Il y a eu dans la pensée occidentale une rupture ferme entre les qualités secondes données de la sensibilité et les qualités premières non tributaires des sens.
Claude Lévi-Strauss, s'agissant de «
La pensée sauvage » rebelle à cette distinction, voulait rendre justice dans son oeuvre à une pensée qui mène toute sa réflexion au niveau des qualités du sensible et qui parvient à construire une vision du monde efficace, cohérente et logique. de la même façon, il souhaitait mettre en avant une manière de réfléchir des peuples premiers qui récuse moralement notre besoin de morceler, diviser en parcelles la difficulté pour mieux la résoudre. Pour les peuples premiers, une explication en effet vaut à condition d'être totale. Leur esprit, à l'opposé de la méthode cartésienne, par un refus de diviser la difficulté, n'accepte jamais de réponse partielle, aspire à des explications englobant la totalité des phénomènes. le propre du mythe, c'est confronté à un problème, de le penser comme homologue à d'autres qui se pensent sur d'autres plans et de rendre compte de tout ensemble. La signification que peut offrir un mythe, nous dit
Claude Lévi-Strauss, n'existe pas pour ceux qui le racontent ou l'écoutent à tel ou tel moment et dans des circonstances déterminées, n'existent que le rapport à d'autres significations que le mythe peut offrir pour d'autres narrateurs ou auditeurs, à d'autres moments et dans d'autres circonstances. le mythe propose ainsi une grille qui permet de déchiffrer un sens, non du mythe lui-même, mais de tout le reste. La matrice d'intelligibilité fournie par le mythe donne donc sa cohérence au monde.

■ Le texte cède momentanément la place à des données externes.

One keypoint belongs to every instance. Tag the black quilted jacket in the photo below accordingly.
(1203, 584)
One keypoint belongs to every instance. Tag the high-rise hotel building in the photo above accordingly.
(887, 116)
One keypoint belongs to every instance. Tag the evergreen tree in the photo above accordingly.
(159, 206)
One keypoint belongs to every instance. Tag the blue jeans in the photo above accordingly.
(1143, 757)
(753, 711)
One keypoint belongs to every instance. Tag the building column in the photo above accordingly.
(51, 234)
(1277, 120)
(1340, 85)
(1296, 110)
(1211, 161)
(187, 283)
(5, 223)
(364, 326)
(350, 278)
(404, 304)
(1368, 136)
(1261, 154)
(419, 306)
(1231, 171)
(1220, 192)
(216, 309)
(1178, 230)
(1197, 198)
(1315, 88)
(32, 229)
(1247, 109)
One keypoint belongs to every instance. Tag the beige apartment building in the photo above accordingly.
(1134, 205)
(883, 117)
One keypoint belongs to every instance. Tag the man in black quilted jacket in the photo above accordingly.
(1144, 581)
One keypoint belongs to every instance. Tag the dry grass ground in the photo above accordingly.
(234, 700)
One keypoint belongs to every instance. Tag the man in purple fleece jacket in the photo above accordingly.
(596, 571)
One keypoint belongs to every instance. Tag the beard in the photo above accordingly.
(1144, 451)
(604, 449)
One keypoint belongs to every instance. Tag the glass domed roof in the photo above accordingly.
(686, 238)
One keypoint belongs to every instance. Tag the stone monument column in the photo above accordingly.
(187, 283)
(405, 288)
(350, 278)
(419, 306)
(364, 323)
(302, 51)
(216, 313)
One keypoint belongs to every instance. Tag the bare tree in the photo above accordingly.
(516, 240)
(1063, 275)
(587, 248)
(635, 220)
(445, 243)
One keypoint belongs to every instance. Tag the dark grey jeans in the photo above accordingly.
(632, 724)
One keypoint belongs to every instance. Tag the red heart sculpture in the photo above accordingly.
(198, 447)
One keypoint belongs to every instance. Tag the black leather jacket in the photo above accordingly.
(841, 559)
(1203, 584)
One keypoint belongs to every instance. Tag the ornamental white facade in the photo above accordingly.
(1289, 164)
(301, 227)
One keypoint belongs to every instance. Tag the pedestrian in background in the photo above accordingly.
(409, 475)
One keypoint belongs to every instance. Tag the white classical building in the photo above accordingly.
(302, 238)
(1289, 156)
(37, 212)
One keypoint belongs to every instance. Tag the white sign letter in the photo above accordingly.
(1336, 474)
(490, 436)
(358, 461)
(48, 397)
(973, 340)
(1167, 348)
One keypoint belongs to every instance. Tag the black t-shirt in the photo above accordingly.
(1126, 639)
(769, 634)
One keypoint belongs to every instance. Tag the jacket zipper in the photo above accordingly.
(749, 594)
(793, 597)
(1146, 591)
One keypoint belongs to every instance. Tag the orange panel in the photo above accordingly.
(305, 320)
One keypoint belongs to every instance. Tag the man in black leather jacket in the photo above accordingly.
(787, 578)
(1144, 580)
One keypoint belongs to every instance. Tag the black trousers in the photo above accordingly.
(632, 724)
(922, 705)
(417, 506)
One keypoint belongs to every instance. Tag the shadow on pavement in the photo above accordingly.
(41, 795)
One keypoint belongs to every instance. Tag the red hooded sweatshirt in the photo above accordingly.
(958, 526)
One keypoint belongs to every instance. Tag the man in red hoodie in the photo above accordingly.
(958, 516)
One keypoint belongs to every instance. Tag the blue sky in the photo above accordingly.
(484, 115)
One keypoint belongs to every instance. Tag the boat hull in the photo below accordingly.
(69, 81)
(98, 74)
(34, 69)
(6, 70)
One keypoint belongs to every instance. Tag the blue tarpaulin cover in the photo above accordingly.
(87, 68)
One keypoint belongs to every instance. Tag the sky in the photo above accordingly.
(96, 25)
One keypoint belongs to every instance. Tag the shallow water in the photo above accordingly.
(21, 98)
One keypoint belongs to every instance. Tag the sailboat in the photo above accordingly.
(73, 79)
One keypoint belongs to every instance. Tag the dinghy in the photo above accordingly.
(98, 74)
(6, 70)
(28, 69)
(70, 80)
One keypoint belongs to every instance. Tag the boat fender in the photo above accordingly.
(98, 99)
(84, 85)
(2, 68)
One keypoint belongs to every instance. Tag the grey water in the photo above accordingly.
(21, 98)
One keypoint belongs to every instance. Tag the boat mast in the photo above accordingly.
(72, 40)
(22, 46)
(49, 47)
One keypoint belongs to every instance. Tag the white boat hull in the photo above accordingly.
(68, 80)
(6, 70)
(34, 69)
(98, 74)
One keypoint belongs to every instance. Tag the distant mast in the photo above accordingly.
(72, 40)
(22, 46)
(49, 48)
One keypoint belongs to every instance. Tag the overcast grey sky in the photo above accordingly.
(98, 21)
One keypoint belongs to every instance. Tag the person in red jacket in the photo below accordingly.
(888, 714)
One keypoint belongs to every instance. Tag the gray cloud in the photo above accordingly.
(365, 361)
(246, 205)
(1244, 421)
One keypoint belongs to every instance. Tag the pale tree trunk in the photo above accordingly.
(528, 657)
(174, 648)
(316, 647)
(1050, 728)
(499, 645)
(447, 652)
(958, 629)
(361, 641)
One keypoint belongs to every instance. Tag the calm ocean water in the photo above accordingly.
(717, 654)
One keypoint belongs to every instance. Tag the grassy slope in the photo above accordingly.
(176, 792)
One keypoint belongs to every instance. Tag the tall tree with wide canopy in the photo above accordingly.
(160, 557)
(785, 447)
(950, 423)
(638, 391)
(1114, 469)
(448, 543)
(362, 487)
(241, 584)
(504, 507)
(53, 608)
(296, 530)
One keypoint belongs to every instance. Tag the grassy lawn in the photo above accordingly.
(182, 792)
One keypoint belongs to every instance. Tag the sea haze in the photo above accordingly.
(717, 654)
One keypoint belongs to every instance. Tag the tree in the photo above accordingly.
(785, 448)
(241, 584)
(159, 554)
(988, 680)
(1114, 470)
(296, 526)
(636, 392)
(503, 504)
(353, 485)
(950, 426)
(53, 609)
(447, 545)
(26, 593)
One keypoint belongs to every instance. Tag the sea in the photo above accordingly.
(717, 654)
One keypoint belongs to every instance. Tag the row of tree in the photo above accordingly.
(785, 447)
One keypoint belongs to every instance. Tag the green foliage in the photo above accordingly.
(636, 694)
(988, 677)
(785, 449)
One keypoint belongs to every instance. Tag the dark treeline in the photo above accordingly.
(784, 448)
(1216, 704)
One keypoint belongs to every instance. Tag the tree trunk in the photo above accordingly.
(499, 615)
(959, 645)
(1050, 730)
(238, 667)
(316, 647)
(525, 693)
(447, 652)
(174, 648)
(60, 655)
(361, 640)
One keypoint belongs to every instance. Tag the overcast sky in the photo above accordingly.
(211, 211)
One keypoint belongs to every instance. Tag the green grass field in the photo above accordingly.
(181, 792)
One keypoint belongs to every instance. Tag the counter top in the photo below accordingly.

Claude Lévi-Strauss enfin distingue l'histoire traditionnelle, reposant sur des écrits, de l'histoire inconsciente que l'ethnologie structuraliste, derrière les pratiques, cherche à atteindre. Il distingue donc les cas limites des sociétés froides étudiées par les ethnologues, des sociétés chaudes étudiées par les historiens (aucune société n'étant complètement l'une ou l'autre). Il se réfère là à l'attitude subjective que les sociétés adoptent par rapport à l'histoire. Les sociétés premières se rêvent comme sans histoire car leur idéal serait de rester dans l'état où les Dieux, les ancêtres les ont créés à l'origine des temps. Les sociétés occidentales quant à elles font de l'histoire, critiquant ou légitimant l'évolution de la société dans laquelle ils vivent, un élément au contraire de leur conscience morale. Cependant, si des cultures bougent et d'autres pas, ce n'est pas pour
Claude Lévi-Strauss en raison de la supériorité des premières mais le fait seul des circonstances historiques ou géographiques. Leur différence d'ailleurs rend leur rencontre toujours féconde mais conduit aussi à l'uniformisation. Il faut donc que chaque culture se développe grâce aux échanges avec les autres mais en y mettant une certaine résistance, sinon elle n'aurait très vite plus rien qui lui appartienne en propre. Il faut que les cultures, chacune attachée à un style de vie, à un système de valeurs, veillent à leurs particularismes. En conclusion pour
Claude Lévi-Strauss, l'absence et l'excès de communication ont l'un et l'autre leurs dangers.